More Self-Driving Controversy Isn't Bad For Tesla. It's Bad For Everyone

Dow Jones
Aug 04

Self-driving technology is supposed to usher in an era of safer streets, cleaner air, and less urban congestion. That's the goal anyway. Lawyers, however, might have a different vision of the future.

Friday, a Miami jury ordered $329 million in damages for a fatal 2019 crash involving Tesla's Autopilot driver assistance product. Tesla argued that the driver was speeding, with his foot on the accelerator pedal, which overrides the Autopilot features, while looking for his phone. Still, the jury found that Tesla was 33% responsible for the crash, blaming the driver for the rest.

"Today's verdict is wrong and only works to set back automotive safety and jeopardize Tesla's and the entire industry's efforts to develop and implement life-saving technology," a Tesla spokesperson said. CEO Elon Musk said Tesla will appeal. Future Fund Active ETF cofounder Gary Black agrees. It's a setback for the industry, he says.

Carl Tobias, Williams chair at the University of Richmond School of Law, said that because a jury was involved in this case, the decision would be difficult to overturn.

Tesla's total bill for this case could be roughly $170 million. That is a large settlement, but not that significant given the company's near-one trillion dollar market value.

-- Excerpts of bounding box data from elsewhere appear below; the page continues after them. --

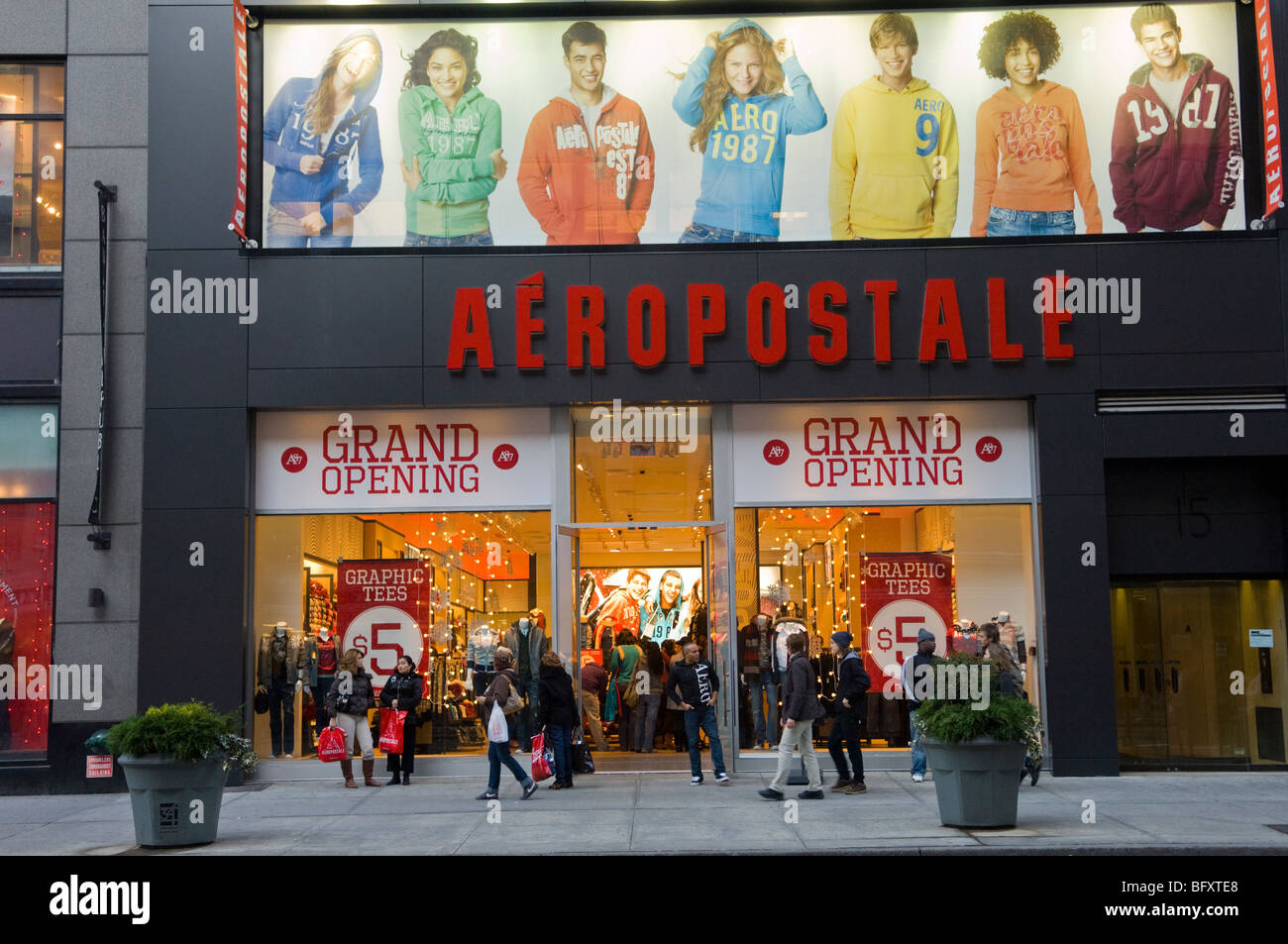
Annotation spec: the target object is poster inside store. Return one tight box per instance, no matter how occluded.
[262,3,1248,249]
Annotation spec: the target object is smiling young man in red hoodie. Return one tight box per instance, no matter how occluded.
[1109,4,1243,233]
[518,21,653,246]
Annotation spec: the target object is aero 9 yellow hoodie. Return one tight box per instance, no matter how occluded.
[828,77,957,240]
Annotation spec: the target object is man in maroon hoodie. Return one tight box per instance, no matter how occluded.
[1109,4,1243,233]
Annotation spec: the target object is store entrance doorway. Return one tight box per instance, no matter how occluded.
[559,522,733,773]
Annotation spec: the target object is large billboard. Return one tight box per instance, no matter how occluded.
[262,3,1246,249]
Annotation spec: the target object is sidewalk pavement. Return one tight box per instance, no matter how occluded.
[0,759,1288,855]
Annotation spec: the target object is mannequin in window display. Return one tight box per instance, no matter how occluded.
[738,613,778,747]
[257,619,304,757]
[304,626,339,757]
[0,619,18,751]
[465,623,501,695]
[503,609,550,751]
[760,609,807,750]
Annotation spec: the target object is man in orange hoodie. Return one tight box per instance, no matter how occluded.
[518,21,653,246]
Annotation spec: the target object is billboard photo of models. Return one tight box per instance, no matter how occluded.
[577,567,703,651]
[263,3,1248,249]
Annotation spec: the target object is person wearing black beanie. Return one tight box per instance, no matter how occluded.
[827,631,872,794]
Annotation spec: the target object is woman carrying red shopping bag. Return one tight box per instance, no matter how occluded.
[326,649,380,789]
[380,656,425,787]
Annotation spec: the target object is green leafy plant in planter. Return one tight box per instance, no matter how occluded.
[107,702,259,774]
[107,702,258,846]
[914,653,1037,827]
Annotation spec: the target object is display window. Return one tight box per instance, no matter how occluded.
[0,63,64,271]
[734,505,1040,750]
[1112,579,1288,768]
[248,511,551,757]
[0,404,58,760]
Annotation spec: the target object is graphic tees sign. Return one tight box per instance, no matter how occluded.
[255,409,550,511]
[733,402,1031,506]
[336,561,433,691]
[863,551,953,680]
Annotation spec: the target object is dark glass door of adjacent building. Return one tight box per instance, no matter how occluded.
[1112,580,1288,767]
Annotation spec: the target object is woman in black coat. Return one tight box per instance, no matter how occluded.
[537,652,577,789]
[380,656,425,787]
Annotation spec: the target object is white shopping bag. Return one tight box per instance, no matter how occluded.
[486,703,510,744]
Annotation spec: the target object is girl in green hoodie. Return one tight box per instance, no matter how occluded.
[398,30,506,246]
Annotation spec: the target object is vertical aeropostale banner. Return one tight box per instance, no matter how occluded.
[1256,0,1284,219]
[255,408,551,512]
[862,551,953,687]
[228,0,250,240]
[733,400,1033,507]
[336,561,433,691]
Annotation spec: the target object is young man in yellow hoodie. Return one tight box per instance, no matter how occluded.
[828,13,957,240]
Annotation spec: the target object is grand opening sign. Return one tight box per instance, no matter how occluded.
[733,402,1033,506]
[255,409,550,512]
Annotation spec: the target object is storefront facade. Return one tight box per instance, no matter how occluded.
[128,5,1288,776]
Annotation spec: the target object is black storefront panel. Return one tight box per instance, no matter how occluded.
[139,509,248,711]
[146,250,248,409]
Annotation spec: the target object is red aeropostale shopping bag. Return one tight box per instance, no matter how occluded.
[380,711,407,754]
[318,726,345,761]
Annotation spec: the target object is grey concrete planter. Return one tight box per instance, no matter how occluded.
[922,738,1024,827]
[120,754,228,846]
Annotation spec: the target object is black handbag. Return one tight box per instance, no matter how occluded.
[572,739,595,774]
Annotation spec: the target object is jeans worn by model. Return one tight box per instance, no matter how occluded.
[769,721,823,793]
[403,229,494,249]
[265,206,353,249]
[680,223,778,244]
[546,724,572,787]
[581,691,608,751]
[684,704,725,778]
[617,682,635,751]
[486,741,532,793]
[748,671,778,747]
[909,711,926,777]
[827,695,866,783]
[268,675,295,755]
[634,691,662,754]
[987,206,1073,236]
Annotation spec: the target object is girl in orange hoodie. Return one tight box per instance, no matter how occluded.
[970,13,1102,236]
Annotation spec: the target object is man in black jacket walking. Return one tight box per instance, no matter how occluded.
[666,640,729,787]
[760,632,823,799]
[827,632,872,794]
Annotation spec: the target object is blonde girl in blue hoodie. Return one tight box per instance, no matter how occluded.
[265,30,385,249]
[671,20,827,242]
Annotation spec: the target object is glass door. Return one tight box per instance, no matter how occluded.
[1112,582,1248,764]
[557,522,737,770]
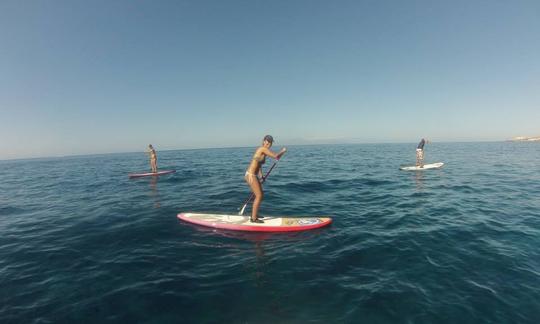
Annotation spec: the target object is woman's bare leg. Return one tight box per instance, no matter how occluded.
[246,176,264,220]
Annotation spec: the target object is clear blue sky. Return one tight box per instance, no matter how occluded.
[0,0,540,159]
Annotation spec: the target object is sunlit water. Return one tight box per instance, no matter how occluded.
[0,142,540,323]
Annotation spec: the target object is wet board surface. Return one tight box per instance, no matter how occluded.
[177,213,332,232]
[128,170,176,178]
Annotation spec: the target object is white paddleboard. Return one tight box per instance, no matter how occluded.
[399,162,444,171]
[128,170,176,178]
[178,213,332,232]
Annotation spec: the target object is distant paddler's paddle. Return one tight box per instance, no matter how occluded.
[238,155,283,216]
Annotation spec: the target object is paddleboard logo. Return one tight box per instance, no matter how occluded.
[298,218,321,225]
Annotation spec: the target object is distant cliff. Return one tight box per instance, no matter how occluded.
[511,136,540,142]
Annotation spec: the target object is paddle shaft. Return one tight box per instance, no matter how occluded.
[238,157,281,215]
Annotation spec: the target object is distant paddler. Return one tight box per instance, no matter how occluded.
[146,144,157,173]
[416,138,429,168]
[245,135,287,223]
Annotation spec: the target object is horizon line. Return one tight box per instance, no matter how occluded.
[0,139,520,162]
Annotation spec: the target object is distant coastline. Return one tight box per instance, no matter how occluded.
[510,136,540,142]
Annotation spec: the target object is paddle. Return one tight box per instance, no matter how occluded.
[238,156,281,216]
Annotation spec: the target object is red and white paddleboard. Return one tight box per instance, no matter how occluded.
[128,170,176,178]
[178,213,332,232]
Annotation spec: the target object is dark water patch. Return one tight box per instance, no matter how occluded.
[0,143,540,323]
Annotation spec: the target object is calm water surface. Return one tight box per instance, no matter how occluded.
[0,142,540,323]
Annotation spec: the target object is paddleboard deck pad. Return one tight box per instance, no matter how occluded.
[128,170,176,178]
[399,162,444,171]
[178,213,332,232]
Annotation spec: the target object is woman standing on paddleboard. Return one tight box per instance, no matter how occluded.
[244,135,287,223]
[147,144,157,173]
[416,138,429,168]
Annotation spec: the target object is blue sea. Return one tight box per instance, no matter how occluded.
[0,142,540,324]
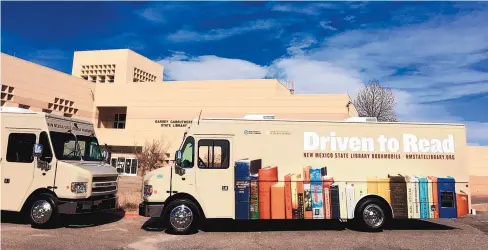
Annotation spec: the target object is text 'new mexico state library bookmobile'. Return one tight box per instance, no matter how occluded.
[235,159,468,219]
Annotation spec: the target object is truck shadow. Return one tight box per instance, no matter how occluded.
[1,211,125,228]
[142,218,457,232]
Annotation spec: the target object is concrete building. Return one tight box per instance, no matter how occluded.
[1,49,357,175]
[1,49,488,195]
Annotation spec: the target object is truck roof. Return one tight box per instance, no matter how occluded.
[0,107,91,124]
[194,116,465,127]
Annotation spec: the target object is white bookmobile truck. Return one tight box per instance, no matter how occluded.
[139,116,471,234]
[0,108,118,227]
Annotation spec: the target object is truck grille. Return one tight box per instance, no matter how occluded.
[92,176,117,194]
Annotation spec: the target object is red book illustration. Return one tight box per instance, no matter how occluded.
[291,174,299,219]
[322,176,334,219]
[429,176,439,218]
[258,166,278,219]
[303,166,313,219]
[296,174,305,219]
[271,182,285,219]
[285,174,292,219]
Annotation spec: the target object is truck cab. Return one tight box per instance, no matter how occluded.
[139,117,234,234]
[0,108,118,227]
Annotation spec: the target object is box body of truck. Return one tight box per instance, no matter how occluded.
[0,108,118,227]
[140,118,470,232]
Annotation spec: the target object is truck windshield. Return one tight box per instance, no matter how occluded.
[49,132,102,161]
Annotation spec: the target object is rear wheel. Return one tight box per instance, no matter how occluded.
[355,199,389,231]
[165,199,200,234]
[28,194,59,228]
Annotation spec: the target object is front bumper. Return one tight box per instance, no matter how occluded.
[58,195,117,214]
[139,202,164,217]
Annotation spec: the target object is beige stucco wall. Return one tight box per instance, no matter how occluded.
[95,79,357,155]
[71,49,163,84]
[1,53,95,119]
[467,146,488,196]
[1,49,488,195]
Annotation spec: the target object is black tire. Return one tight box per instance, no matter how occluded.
[164,199,200,234]
[354,198,390,232]
[26,194,59,228]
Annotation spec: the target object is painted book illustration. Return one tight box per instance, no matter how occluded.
[234,159,468,219]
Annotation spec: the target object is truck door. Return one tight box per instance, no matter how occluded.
[1,129,39,211]
[33,131,56,191]
[195,137,235,218]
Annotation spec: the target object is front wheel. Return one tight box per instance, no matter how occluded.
[29,194,59,228]
[165,199,200,234]
[355,199,388,231]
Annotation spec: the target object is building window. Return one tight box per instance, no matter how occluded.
[114,114,126,129]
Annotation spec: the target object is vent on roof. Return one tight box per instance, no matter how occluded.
[346,117,378,122]
[244,115,274,120]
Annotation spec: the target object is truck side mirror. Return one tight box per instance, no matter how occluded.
[102,149,108,162]
[33,143,42,157]
[175,150,182,167]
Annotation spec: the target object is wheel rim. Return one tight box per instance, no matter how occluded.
[31,200,53,224]
[169,205,193,230]
[363,204,385,228]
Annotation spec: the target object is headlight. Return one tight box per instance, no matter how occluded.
[71,182,87,194]
[144,185,152,197]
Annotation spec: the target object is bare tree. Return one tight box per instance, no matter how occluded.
[353,79,398,122]
[134,139,169,176]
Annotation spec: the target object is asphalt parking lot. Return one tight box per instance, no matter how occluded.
[1,213,488,250]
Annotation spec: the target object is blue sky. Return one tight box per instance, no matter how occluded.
[1,2,488,145]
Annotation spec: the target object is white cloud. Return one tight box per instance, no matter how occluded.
[159,52,268,80]
[167,20,276,42]
[286,34,317,55]
[140,8,166,23]
[156,7,488,144]
[344,16,356,23]
[27,49,68,60]
[271,57,361,95]
[271,3,337,15]
[319,21,337,30]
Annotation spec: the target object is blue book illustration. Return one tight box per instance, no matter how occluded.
[437,177,457,218]
[310,168,324,219]
[235,160,251,220]
[419,177,430,219]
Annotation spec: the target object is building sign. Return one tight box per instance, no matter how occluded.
[46,117,95,136]
[303,132,455,160]
[154,120,191,128]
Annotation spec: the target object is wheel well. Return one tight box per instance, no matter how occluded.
[20,188,58,211]
[354,194,393,219]
[163,193,205,218]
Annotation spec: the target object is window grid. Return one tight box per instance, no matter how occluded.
[81,64,116,83]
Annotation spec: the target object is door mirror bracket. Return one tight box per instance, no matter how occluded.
[33,143,42,157]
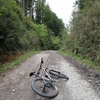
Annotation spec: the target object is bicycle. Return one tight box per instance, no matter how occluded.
[29,58,69,98]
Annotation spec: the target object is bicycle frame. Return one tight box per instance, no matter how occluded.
[34,67,59,83]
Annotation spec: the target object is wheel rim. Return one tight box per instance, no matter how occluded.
[32,79,58,98]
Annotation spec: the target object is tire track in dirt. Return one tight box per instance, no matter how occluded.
[0,51,100,100]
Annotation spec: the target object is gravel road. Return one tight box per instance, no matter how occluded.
[0,51,100,100]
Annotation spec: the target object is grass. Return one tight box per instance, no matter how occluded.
[0,50,38,75]
[58,51,100,70]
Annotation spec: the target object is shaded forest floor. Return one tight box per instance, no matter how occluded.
[65,56,100,94]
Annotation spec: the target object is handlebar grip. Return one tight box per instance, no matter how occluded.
[29,72,35,77]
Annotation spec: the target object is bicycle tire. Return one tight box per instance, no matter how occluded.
[49,70,69,80]
[31,78,58,98]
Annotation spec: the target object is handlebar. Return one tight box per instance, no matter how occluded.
[29,58,44,77]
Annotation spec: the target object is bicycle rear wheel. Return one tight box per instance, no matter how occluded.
[31,78,58,98]
[49,70,69,80]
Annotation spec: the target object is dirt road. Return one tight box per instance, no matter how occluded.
[0,51,100,100]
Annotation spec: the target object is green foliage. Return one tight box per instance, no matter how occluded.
[62,0,100,64]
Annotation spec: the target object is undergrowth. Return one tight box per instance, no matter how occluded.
[58,51,100,70]
[0,50,39,75]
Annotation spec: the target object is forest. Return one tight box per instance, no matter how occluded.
[62,0,100,65]
[0,0,100,65]
[0,0,66,64]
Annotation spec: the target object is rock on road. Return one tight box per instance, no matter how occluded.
[0,51,100,100]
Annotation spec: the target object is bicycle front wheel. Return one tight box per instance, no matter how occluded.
[31,78,58,98]
[49,70,69,80]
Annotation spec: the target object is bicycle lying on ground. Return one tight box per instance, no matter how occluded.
[29,58,69,98]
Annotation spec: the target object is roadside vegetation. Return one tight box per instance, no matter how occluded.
[61,0,100,69]
[0,0,100,73]
[0,0,65,73]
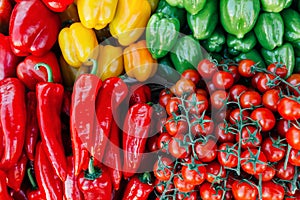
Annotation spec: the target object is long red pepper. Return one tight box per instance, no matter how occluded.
[104,120,122,190]
[123,103,152,178]
[70,60,102,176]
[34,142,63,200]
[0,78,26,170]
[25,92,39,160]
[35,63,67,181]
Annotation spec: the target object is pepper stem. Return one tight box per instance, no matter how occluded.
[34,62,53,83]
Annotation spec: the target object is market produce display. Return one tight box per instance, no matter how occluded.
[0,0,300,200]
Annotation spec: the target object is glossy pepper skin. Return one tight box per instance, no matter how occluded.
[17,51,62,91]
[220,0,260,38]
[280,8,300,42]
[123,103,152,179]
[0,78,26,170]
[35,63,67,181]
[77,0,118,30]
[171,35,203,74]
[146,13,180,59]
[0,33,20,80]
[58,22,98,67]
[9,0,60,56]
[187,0,219,40]
[122,172,154,200]
[261,43,295,77]
[226,31,257,53]
[109,0,151,46]
[34,142,63,200]
[254,12,284,50]
[123,40,157,82]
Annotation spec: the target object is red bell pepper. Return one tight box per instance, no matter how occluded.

Investors seemed to brush off the decision. Tesla stock dropped 1.8% on Friday, but the S&P 500 dropped 1.6% as tariffs and weak job numbers weighed on most stocks. Ford Motor and General Motors stocks fell 2.3% and 1.5%, respectively. Waymo parent Alphabet shares dropped 1.4%.

None of those moves is out of the ordinary, relative to the market. To be sure, the verdict is an overhang for Tesla and for other auto makers and tech companies.

The plan for Tesla, Waymo, and others is to drive the cost of AI-trained taxis low enough that households don't have to own two cars, or any cars at all. Fewer cars, operating more hours of the day, would mean less pollution, congestion, and ultimately fewer accidents.

Waymo completes more than 250,000 self-driving cab rides each week. Its safety statistics indicate it is roughly 80% to 90% better than human drivers.

What's more, ride-hailing is a better business than building cars, according to investors. Uber Technologies is valued at about $180 billion. That's more than GM, Ford, and Chrysler parent Stellantis combined.

Wall Street pegs the opportunity for AI-trained ride-hailing services in the trillions of dollars. For many bullish Wall Street analysts, self-driving technology accounts for up to 75% of Tesla's valuation.

Waymo's statistics still mean that accidents do happen. How they are treated in the courts will influence the ultimate cost of the service and how the technology can diffuse across America. Tesla launched its self-driving robotaxi service in Austin, Texas, in June. Musk wants Tesla robotaxis to be available to roughly half the U.S. population by the end of 2025.

At a minimum, investors should pay attention to the appeals process. Tesla's Autopilot isn't its highest level driver assistance feature. All of Tesla's driver assistance features, like almost all offerings from all other auto makers, require drivers to pay attention 100% of the time.

Coming into Monday trading, Tesla stock was 25% year to date and up 46% over the past 12 months. Shares dropped 4.3% this past week. The trial was one factor. The market, down 2.4%, was another.

EV competition may have influenced investors as well. Chinese EV makers posted strong growth in July as Tesla sales in China dipped in the second quarter. Ford, which reported second-quarter earnings this past week, also said it would unveil more EV technology on Aug. 11 in Kentucky.

"That will be a big day for all of us at Ford," said CEO Jim Farley. "This is a Model T moment for us at Ford, a chance to bring a new family of vehicles to the world that offer incredible technology, efficiency, space, and features."

The Tesla Model 3 has been likened to the Model T for EVs. Tesla investors will have to watch what Ford unveils. There is never a shortage of things to care about when investing in a Musk-led company.